To head east out of Seattle you have to cross the Cascade Mountain Range. It’s worth the long uphill climb though because within the space of a few minutes you emerge from dense, wet grey into sunshine, and things start to look pretty bright. Just about the time you’re getting hungry you’re at Cle Elum—the beneficiary about 100 years ago of improvements to the Sunset Highway, now I-90, between Seattle and Spokane. Back then the town was booming, with 2 banks. Owen’s Meats had already been in business for 25 years, and 10 year old Ray Owens got his first job swatting flies before they brought in the first refrigerated meat case in Kittitas County.

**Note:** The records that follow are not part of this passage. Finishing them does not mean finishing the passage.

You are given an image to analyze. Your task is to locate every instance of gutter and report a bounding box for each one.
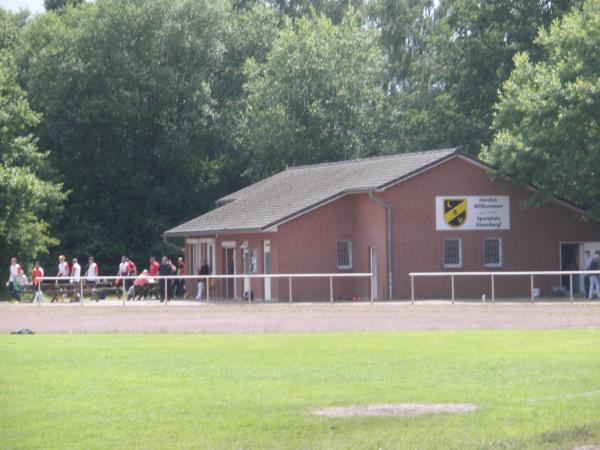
[369,191,394,300]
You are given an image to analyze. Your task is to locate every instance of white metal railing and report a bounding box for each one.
[409,270,600,303]
[23,273,374,306]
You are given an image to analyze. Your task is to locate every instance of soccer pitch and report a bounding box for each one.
[0,330,600,449]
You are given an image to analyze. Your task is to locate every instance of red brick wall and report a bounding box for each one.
[186,157,600,301]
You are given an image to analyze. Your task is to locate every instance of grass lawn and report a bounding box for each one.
[0,330,600,449]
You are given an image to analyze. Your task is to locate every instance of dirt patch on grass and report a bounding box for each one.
[313,403,477,418]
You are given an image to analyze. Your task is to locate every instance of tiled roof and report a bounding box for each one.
[165,148,456,236]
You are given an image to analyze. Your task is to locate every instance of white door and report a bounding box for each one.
[263,241,271,300]
[370,247,379,300]
[579,242,600,295]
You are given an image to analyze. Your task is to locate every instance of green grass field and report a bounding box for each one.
[0,330,600,449]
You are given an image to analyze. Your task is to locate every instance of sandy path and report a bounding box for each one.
[0,302,600,333]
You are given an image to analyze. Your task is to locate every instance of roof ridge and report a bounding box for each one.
[280,147,458,173]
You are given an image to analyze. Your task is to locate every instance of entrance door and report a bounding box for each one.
[579,242,600,297]
[263,241,271,300]
[242,247,258,298]
[222,248,235,299]
[370,247,379,300]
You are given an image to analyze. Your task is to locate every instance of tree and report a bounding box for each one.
[482,0,600,217]
[0,51,66,279]
[19,0,276,266]
[435,0,581,154]
[240,11,387,179]
[266,0,366,25]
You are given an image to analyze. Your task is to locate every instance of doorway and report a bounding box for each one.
[222,244,236,299]
[369,247,379,300]
[560,242,581,293]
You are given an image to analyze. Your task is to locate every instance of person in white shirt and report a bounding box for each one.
[50,255,69,303]
[6,256,23,286]
[85,256,98,287]
[6,256,23,300]
[31,259,44,303]
[56,255,69,277]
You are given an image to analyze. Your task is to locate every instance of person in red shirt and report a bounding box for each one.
[173,256,186,298]
[148,256,160,277]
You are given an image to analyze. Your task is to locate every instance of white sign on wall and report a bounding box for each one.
[435,195,510,231]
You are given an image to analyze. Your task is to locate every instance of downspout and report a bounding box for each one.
[163,234,185,253]
[369,191,394,300]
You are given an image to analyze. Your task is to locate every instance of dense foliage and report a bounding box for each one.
[0,0,600,284]
[484,0,600,216]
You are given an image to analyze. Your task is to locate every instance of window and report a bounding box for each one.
[483,238,502,267]
[337,240,352,269]
[444,239,462,267]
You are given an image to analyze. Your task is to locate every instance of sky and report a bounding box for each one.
[0,0,44,13]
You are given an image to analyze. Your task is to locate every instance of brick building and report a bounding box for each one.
[165,149,600,300]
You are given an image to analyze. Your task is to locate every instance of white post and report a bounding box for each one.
[163,278,169,308]
[569,272,573,303]
[529,274,534,303]
[206,278,210,305]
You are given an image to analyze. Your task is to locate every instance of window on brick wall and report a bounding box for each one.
[483,238,502,267]
[444,239,462,268]
[337,239,352,269]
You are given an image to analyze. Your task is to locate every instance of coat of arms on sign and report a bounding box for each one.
[444,198,467,228]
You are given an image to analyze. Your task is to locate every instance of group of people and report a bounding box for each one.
[6,255,99,302]
[584,250,600,300]
[6,255,210,302]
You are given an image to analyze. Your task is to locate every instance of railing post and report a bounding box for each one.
[569,272,573,303]
[206,278,210,305]
[529,274,534,303]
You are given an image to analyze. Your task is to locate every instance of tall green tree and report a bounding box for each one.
[0,50,66,279]
[44,0,85,14]
[266,0,367,25]
[240,11,387,178]
[483,0,600,217]
[435,0,581,154]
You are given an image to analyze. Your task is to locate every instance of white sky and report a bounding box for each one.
[0,0,45,13]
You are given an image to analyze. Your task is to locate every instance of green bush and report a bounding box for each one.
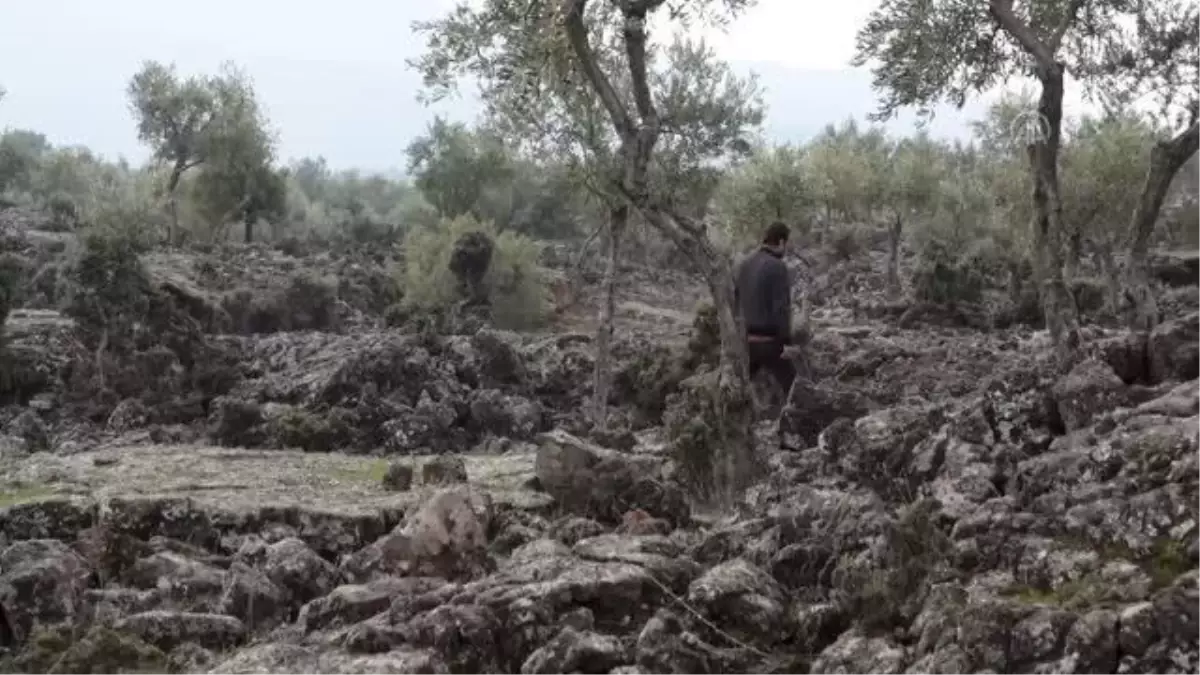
[402,216,550,330]
[912,240,986,306]
[829,226,866,262]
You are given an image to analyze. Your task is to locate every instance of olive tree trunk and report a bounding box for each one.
[1028,64,1080,363]
[888,213,904,299]
[1123,120,1200,331]
[592,204,629,430]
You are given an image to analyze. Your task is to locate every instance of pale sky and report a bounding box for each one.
[0,0,1065,169]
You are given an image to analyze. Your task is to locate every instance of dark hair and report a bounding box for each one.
[762,220,791,246]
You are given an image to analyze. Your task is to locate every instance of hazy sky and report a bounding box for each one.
[0,0,1065,169]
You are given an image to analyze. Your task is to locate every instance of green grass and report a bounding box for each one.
[0,485,54,508]
[334,459,389,484]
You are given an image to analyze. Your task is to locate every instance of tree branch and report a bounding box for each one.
[563,0,635,138]
[1046,0,1084,54]
[624,2,659,127]
[988,0,1055,70]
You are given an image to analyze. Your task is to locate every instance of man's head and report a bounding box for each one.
[762,220,791,253]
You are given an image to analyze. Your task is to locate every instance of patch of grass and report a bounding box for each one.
[334,459,388,484]
[0,485,54,508]
[1001,577,1105,609]
[1142,539,1192,591]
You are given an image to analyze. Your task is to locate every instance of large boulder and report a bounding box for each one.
[534,430,690,526]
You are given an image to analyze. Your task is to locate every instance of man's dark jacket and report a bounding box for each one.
[736,247,792,345]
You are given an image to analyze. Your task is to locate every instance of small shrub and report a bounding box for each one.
[62,232,150,351]
[47,192,79,232]
[221,274,340,335]
[403,217,550,330]
[912,240,985,306]
[829,227,865,262]
[835,500,953,632]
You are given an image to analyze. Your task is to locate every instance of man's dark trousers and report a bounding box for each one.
[746,335,796,401]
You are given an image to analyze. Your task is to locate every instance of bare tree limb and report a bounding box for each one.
[563,0,634,138]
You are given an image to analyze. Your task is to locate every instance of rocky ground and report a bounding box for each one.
[0,206,1200,675]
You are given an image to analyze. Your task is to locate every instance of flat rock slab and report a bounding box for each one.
[0,446,551,515]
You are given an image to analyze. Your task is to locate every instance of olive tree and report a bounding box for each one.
[714,145,817,245]
[854,0,1122,360]
[407,117,514,220]
[414,0,762,494]
[1084,0,1200,330]
[127,61,273,241]
[882,132,956,297]
[1062,110,1154,302]
[192,70,287,244]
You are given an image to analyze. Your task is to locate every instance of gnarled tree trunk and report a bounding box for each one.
[1123,120,1200,331]
[592,204,629,430]
[888,208,904,299]
[1028,62,1080,363]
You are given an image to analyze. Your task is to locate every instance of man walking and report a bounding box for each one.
[734,221,796,400]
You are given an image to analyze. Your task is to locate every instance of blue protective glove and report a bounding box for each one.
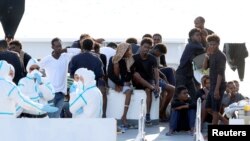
[42,105,58,113]
[38,92,43,98]
[69,84,77,93]
[34,73,42,84]
[76,107,83,115]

For us, a stop at Owen’s for their indescribably good beef jerky has long been the main reason to get off the freeway at Cle Elum. But this time, being ready for lunch, we headed for Mike’s Tavern kitty-corner from Owen’s. It’s full of old photos of Cle Elum folk through the decades, a pool table and a few regulars at the bar. One very large photo got my attention—I couldn’t figure out what the mix of farmers in coveralls and business men in suits was doing, standing around holding pans over their heads, and with a bunch of pans and things lined up on the ground behind them. After asking a few folks about it, a lady said Gordon, at the end of the bar, would know.
And Gordon did in fact know. In 1944 the fire department needed a new fire engine, but because the war was on, you couldn’t just buy one. The town had to collect enough scrap metal to equal the weight of a new fire engine—contributing it to the war effort. Gordon went and got another photo from the far end of the wall and brought it over: the new fire engine, made possible because a town of about 2,500 farmers, miners, bankers, housewives, timber and railroad workers got together to give up 6,000 pounds worth of bedpans, lunch boxes, bed springs, old cars and car parts, and other metal stuff I can only guess at.